Source – stillnessinthestorm.com
– “…We choose to participate in our own enslavement. This is true psychologically and lawfully. As a matter of fact, the entire legal system is designed around this concept—although a lawyer, judge, or politician would never admit this. You can prove it to yourself by researching what a birth certificate is, how the maritime admiralty salvage system works, and why your signature and assent is required on almost every financial instrument you use throughout your life”
Learned Helplessness: A Psychological Anchor | Understanding Voluntary Slavery – By Justin Deschamps
The following article is a mainstream psychology piece discussing a well-known condition called learned helplessness.
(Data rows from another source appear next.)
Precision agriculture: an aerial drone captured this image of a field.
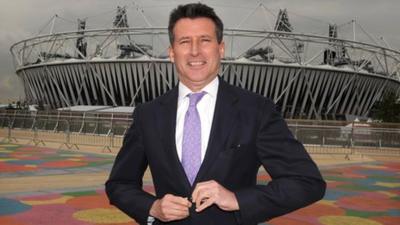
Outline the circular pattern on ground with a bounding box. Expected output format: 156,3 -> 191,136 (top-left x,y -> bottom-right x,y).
73,208 -> 132,224
0,198 -> 32,216
319,216 -> 382,225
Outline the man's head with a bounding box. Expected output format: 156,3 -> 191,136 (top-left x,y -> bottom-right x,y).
168,3 -> 224,45
168,3 -> 225,91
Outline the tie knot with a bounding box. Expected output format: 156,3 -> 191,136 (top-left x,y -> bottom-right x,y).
189,91 -> 206,107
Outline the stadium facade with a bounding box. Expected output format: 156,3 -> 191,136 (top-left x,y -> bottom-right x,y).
11,4 -> 400,119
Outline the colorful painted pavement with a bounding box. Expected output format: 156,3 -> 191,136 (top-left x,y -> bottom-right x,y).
0,144 -> 400,225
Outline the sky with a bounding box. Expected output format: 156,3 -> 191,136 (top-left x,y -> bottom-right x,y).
0,0 -> 400,103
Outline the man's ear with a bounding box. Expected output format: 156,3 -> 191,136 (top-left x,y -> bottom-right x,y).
219,41 -> 225,58
168,46 -> 175,63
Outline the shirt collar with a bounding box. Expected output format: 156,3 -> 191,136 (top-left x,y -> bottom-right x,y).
178,76 -> 219,102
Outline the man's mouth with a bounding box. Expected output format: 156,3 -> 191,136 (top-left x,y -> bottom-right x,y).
188,61 -> 206,66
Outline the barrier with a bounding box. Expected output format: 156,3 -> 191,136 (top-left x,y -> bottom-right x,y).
0,112 -> 400,156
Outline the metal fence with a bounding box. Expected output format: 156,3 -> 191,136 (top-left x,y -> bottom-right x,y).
0,111 -> 400,155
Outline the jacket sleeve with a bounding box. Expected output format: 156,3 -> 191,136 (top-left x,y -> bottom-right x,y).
106,107 -> 156,224
235,100 -> 326,224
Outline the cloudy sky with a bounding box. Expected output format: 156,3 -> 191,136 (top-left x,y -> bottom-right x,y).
0,0 -> 400,103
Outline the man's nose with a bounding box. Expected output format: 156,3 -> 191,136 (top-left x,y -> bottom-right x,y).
190,40 -> 200,56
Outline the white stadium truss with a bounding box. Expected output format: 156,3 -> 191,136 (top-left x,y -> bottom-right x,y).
11,6 -> 400,119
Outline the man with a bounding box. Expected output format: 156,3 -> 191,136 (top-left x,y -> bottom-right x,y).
106,3 -> 325,225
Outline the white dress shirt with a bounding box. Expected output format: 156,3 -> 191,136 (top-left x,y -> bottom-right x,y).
175,77 -> 219,162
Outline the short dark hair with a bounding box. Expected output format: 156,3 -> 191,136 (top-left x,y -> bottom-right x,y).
168,3 -> 224,45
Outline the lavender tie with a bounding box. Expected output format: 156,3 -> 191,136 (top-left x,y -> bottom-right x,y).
182,92 -> 205,185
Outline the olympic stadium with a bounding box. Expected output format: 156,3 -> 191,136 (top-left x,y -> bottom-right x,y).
10,4 -> 400,120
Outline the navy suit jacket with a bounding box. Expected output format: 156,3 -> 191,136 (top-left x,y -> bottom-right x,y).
106,79 -> 326,225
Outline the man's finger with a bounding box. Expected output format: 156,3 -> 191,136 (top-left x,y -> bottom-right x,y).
196,198 -> 215,212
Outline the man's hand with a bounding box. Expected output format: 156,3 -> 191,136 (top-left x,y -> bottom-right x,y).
150,194 -> 192,222
192,180 -> 239,212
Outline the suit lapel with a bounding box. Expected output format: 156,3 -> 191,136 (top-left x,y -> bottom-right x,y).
156,86 -> 190,192
194,79 -> 238,183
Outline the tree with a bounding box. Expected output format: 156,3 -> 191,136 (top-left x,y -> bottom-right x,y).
371,92 -> 400,123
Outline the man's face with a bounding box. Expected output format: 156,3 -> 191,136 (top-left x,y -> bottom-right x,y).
169,17 -> 225,91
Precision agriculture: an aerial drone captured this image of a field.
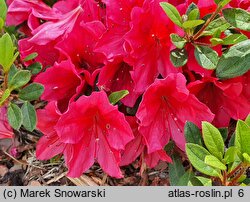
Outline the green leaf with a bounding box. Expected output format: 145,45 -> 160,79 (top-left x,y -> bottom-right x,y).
176,171 -> 194,186
0,18 -> 4,30
170,34 -> 187,49
196,176 -> 212,186
0,0 -> 7,21
18,83 -> 44,101
242,153 -> 250,164
170,48 -> 188,67
222,34 -> 248,45
0,33 -> 19,73
222,8 -> 250,31
21,102 -> 37,131
204,17 -> 230,35
27,62 -> 43,75
188,8 -> 200,20
205,155 -> 227,170
8,70 -> 31,91
235,120 -> 250,155
216,40 -> 250,80
245,114 -> 250,127
182,20 -> 205,29
168,154 -> 185,186
218,128 -> 228,142
194,46 -> 219,70
223,146 -> 239,164
23,52 -> 38,62
7,103 -> 23,130
188,176 -> 203,186
184,122 -> 203,146
202,121 -> 224,160
109,90 -> 129,105
186,2 -> 200,17
214,0 -> 232,8
186,143 -> 221,177
160,2 -> 182,27
0,89 -> 10,106
228,132 -> 235,147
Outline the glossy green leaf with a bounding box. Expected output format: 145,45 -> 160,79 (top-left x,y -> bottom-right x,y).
182,20 -> 205,29
8,70 -> 31,91
245,114 -> 250,127
170,48 -> 188,67
184,122 -> 203,146
214,0 -> 232,8
168,155 -> 185,186
176,171 -> 194,186
222,34 -> 248,45
204,17 -> 230,35
242,153 -> 250,165
205,155 -> 227,170
186,143 -> 221,177
109,90 -> 129,105
235,120 -> 250,155
222,8 -> 250,31
23,52 -> 38,62
223,146 -> 239,164
7,103 -> 23,130
202,121 -> 224,160
27,62 -> 43,75
194,46 -> 219,70
18,83 -> 44,101
0,89 -> 10,106
0,0 -> 7,21
170,34 -> 187,49
216,40 -> 250,80
21,102 -> 37,131
160,2 -> 182,27
0,33 -> 19,73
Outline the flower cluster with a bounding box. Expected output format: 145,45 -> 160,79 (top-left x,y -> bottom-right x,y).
4,0 -> 250,178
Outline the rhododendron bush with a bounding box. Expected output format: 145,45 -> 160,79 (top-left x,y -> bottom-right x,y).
0,0 -> 250,185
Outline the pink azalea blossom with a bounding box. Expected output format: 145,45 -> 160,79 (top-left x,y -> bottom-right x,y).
120,116 -> 172,168
136,73 -> 214,153
55,92 -> 133,178
98,57 -> 139,107
125,0 -> 179,93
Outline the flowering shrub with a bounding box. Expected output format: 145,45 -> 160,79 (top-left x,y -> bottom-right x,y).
0,0 -> 250,182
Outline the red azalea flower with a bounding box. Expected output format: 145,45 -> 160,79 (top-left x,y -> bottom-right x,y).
35,60 -> 84,111
136,73 -> 214,153
96,0 -> 143,59
55,91 -> 133,178
6,0 -> 60,28
125,0 -> 179,93
29,6 -> 83,45
120,116 -> 172,168
56,21 -> 105,74
97,57 -> 139,107
0,107 -> 14,139
36,102 -> 66,160
188,77 -> 250,127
It is effectively what happens when a person’s will has been so fundamentally crippled that they no longer resist. Within the context of the human struggle for freedom, as waged against the powers that be, this condition is what I would call slave-training or think.
I don’t say this to be flippant or unkind, merely to state the facts. As someone who’s studied the mechanics of the control system, from a psychological, neurological, philosophic, and lawful level, it becomes clear that it is founded on voluntary slavery. By this, I mean, we choose to participate in our own enslavement. This is true psychologically and lawfully.
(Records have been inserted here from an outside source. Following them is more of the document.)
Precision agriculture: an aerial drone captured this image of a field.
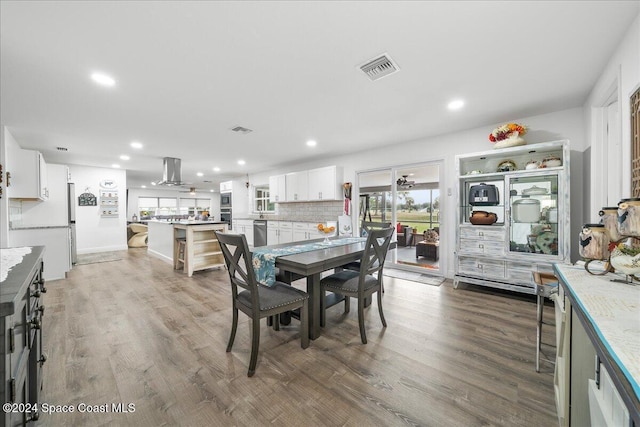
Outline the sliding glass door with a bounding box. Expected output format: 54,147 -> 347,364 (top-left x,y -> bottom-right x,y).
357,161 -> 442,275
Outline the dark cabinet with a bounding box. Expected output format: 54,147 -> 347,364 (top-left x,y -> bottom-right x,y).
0,246 -> 46,427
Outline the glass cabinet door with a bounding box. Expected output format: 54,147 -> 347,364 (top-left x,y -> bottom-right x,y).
508,173 -> 561,256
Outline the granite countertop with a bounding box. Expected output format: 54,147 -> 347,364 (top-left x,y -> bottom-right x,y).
0,246 -> 44,317
555,264 -> 640,399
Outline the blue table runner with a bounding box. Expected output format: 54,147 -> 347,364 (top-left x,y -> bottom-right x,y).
251,237 -> 367,286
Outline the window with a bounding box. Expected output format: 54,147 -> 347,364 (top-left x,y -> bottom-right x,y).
253,185 -> 276,212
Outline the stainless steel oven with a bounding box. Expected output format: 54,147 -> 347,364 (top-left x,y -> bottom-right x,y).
220,193 -> 231,209
220,208 -> 231,226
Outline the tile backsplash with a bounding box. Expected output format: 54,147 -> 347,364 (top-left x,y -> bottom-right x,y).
269,200 -> 344,222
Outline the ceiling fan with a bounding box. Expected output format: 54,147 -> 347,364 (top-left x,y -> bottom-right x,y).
396,175 -> 416,188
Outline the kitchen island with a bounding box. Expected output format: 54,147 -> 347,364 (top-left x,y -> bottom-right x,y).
146,220 -> 227,265
554,264 -> 640,426
173,221 -> 228,277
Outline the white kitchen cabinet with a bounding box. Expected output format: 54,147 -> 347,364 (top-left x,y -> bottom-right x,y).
269,175 -> 287,203
285,171 -> 309,202
7,150 -> 49,200
308,166 -> 342,201
454,140 -> 570,294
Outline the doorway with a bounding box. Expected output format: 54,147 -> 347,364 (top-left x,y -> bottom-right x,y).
357,161 -> 442,275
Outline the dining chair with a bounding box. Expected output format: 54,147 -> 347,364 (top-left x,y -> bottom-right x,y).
342,221 -> 391,271
320,227 -> 393,344
216,232 -> 309,377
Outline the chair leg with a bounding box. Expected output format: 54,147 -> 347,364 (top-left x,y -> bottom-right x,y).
377,291 -> 387,328
300,299 -> 309,348
536,295 -> 544,372
318,289 -> 327,328
227,307 -> 238,353
247,318 -> 260,377
358,298 -> 367,344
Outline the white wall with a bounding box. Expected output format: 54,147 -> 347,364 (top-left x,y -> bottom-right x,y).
249,108 -> 585,277
584,14 -> 640,221
0,126 -> 20,248
69,165 -> 127,254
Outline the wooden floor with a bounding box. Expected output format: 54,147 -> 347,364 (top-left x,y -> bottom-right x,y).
40,249 -> 557,427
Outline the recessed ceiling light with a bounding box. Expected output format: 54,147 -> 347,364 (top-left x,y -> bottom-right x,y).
91,73 -> 116,87
447,99 -> 464,110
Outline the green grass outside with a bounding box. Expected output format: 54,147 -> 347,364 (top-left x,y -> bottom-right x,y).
367,211 -> 440,233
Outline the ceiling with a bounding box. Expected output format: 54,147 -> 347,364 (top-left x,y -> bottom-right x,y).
0,0 -> 640,189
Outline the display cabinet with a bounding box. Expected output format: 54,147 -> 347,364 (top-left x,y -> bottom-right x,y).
454,140 -> 570,294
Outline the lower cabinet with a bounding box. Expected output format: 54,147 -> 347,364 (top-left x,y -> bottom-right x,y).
0,246 -> 46,427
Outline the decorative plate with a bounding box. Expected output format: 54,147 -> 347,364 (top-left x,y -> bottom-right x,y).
536,231 -> 558,255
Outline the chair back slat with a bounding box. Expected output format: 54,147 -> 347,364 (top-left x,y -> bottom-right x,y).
360,227 -> 393,279
215,232 -> 259,307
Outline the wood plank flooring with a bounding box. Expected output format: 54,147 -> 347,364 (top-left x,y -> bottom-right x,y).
40,249 -> 557,427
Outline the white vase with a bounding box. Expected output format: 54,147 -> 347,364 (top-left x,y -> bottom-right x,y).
493,132 -> 527,148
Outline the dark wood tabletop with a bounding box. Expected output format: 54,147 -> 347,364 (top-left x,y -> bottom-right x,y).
274,239 -> 366,339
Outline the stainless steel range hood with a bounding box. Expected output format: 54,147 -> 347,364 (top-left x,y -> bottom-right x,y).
158,157 -> 182,186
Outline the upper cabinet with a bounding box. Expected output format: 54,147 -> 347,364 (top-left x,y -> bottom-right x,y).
285,171 -> 309,202
309,166 -> 342,200
269,166 -> 342,203
454,140 -> 570,293
7,150 -> 49,200
269,175 -> 287,203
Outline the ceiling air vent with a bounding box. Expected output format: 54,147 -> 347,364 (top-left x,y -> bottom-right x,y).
231,126 -> 253,133
360,54 -> 400,81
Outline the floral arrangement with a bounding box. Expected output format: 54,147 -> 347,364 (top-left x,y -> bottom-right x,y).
318,224 -> 336,234
489,123 -> 528,144
609,242 -> 640,256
As a matter of fact, the entire legal system is designed around this concept—although a lawyer, judge, or politician would never admit this. You can prove it to yourself by researching what a birth certificate is, how the maritime admiralty salvage system works, and why your signature and assent is required on almost every financial instrument you use throughout your life.
I know that’s a somewhat controversial thing to say. But consider this, most people, even those who consider themselves awake, often invoke victim status. By that I mean, we tend to blame our current circumstances on facts we can’t control and therefore feel powerless to change. After all, we’ve been raised in a culture that trains us from birth to accept the status quo, and even love it. I have not forgotten this fact in the least when making the above statement.
Psychologically, conditioning can’t make you do something you don’t want to do—it creates a set of psychological biases that lead you to make certain choices. Trauma-based techniques work by associating potent negative emotions to a stimulus, which creates a bias of aversion motivating you toward a predetermined outcome. For example, if someone doesn’t want you to take food from a dish, they can hit your hand as you reach for it. The pain associated with that event will make you reluctant to grab something out of the dish later. The so-called slavery system works the same way but at a much larger and more prolific scale.
The main pillars of influence are familial (how we’re raised), media, religious, cultural, and material. Our family environments are arguably the most influential, due to the fact that as young children, we’re incredibly receptive time for us insofar as programming is concerned. Our families are informed by the greater culture, which itself informed by the media. In recent times, due to technology, the powers that be increased the volunteer aspect of the system greatly. In ages gone past, more overt and direct forms of control were used.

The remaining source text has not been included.